In 2021, NSA Bahrain earned the DOD Installation Excellence Award as one of five recipients of the 2021 Commander in Chief’s Annual Award for Installation Excellence, which recognizes the people who operate and maintain U.S. military installations.

== 2026 Iranian strikes ==

Prior to the attacks, staffing was reduced to "mission critical" levels, dropping the on-base population drastically to less than 100 personnel. Thousands of troops and their families swiftly left. They left behind belongings with many moving into temporary housing.

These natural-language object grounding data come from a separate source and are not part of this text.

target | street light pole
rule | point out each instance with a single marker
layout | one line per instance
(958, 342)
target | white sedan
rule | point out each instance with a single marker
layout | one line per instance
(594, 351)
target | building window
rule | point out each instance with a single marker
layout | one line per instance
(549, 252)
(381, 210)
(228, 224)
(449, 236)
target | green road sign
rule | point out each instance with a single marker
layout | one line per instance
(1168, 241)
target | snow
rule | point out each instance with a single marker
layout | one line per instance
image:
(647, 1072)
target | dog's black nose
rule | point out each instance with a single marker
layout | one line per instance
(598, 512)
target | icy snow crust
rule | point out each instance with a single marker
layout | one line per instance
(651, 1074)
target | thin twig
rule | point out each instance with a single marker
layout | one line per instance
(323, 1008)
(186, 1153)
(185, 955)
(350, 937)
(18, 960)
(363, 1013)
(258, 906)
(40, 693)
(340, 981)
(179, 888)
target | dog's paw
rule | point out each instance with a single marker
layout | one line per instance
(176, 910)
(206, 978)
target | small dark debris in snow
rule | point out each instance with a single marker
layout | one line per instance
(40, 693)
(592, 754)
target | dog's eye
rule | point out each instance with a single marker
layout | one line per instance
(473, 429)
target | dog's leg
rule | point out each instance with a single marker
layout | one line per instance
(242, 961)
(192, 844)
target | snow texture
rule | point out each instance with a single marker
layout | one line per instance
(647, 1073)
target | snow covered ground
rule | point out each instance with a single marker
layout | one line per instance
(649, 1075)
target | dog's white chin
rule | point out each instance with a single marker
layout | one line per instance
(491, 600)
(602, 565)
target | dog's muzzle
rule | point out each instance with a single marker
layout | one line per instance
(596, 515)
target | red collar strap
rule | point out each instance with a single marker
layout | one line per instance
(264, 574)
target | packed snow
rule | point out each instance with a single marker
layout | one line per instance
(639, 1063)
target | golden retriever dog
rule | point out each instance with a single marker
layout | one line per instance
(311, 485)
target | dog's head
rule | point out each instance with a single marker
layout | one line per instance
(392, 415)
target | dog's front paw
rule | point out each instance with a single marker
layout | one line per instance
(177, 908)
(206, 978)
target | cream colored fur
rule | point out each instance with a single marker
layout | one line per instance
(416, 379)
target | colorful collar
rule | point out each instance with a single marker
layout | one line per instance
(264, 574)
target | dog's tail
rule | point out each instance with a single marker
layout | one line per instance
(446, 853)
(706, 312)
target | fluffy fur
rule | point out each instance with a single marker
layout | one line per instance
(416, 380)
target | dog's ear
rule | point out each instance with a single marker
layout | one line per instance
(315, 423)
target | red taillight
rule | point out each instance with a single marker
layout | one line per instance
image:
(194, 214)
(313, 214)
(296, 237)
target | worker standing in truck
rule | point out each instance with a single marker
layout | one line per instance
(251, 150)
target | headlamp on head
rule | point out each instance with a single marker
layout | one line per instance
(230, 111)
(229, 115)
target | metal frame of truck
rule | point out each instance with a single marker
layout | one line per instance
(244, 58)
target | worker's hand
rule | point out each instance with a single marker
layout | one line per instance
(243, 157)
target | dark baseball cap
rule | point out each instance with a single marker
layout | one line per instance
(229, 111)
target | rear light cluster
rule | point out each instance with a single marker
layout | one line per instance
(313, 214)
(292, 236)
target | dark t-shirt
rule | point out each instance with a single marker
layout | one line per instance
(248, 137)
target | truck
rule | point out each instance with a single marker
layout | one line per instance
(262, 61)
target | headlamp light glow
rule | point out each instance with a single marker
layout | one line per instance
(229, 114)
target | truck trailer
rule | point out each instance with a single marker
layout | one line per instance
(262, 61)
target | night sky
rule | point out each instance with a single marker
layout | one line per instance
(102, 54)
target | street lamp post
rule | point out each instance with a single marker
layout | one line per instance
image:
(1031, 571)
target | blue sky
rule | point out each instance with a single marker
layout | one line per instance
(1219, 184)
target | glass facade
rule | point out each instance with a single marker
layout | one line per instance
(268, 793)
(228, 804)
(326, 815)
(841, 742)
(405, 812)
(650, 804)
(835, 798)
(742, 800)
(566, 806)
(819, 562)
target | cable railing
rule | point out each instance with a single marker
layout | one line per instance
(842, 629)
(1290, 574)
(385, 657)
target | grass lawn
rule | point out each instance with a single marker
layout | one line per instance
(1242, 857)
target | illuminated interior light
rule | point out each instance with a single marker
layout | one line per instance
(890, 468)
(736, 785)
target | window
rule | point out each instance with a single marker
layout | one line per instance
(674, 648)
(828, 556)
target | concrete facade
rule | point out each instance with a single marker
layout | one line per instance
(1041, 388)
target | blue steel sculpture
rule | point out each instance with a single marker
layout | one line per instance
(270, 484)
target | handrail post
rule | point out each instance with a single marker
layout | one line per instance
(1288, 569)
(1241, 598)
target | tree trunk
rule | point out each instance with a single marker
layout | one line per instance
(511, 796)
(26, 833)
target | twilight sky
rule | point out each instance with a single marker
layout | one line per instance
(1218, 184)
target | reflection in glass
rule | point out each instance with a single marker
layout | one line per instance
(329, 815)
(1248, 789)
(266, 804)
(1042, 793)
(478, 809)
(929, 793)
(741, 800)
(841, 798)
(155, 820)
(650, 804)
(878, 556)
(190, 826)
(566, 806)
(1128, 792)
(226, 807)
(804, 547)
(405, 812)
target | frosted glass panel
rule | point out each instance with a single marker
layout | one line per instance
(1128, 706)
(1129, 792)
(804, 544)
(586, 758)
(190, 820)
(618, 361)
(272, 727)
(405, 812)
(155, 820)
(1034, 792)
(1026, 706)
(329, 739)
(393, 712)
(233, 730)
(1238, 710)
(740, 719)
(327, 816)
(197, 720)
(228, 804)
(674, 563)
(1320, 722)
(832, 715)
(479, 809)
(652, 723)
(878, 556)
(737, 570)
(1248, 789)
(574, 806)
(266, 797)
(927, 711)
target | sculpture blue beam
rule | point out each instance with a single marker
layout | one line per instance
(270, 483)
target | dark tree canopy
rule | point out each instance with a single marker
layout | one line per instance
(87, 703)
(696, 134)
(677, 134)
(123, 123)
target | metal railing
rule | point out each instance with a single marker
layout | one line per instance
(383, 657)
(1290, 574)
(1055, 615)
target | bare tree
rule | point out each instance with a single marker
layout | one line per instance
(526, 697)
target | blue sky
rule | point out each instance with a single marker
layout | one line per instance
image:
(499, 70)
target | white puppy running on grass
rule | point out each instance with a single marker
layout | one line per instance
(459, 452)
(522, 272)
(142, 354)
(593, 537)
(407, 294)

On February 28, 2026, NSA Bahrain was attacked by Iran during ongoing Israeli–United States strikes on Iran. The base sustained damage to a radar facility. The attack on Bahrain was part of a broader counterattack in which Iran targeted multiple US military bases in the Persian Gulf Region. No American casualties were reported from the attack. After the initial strikes, United States Naval Forces Central Command concluded that the surrounding neighborhood of Juffair was no longer safe for American personnel. As a result, the United States embassy in Manama issued shelter-in-place orders to all American personnel remaining in Bahrain. Among the hits were the command headquarters, "at least a dozen other buildings" and two satellite communications terminals.`

In August 2026, The New York Times reported that the Iranian strikes in February 2026 had destroyed much of the base, making it ineffective as a US Navy major logistics hub. This caused Naval Support Facility Diego Garcia to be chosen as the alternative logistics hub, though about 2200 mi from where aircraft carrier strike groups operated in the Gulf of Oman. Logistical issues created problems for the USS Abraham Lincoln, as well as with personnel, before the ship left the Persian Gulf. Iran welcomed the USA's admission of the damage it had caused.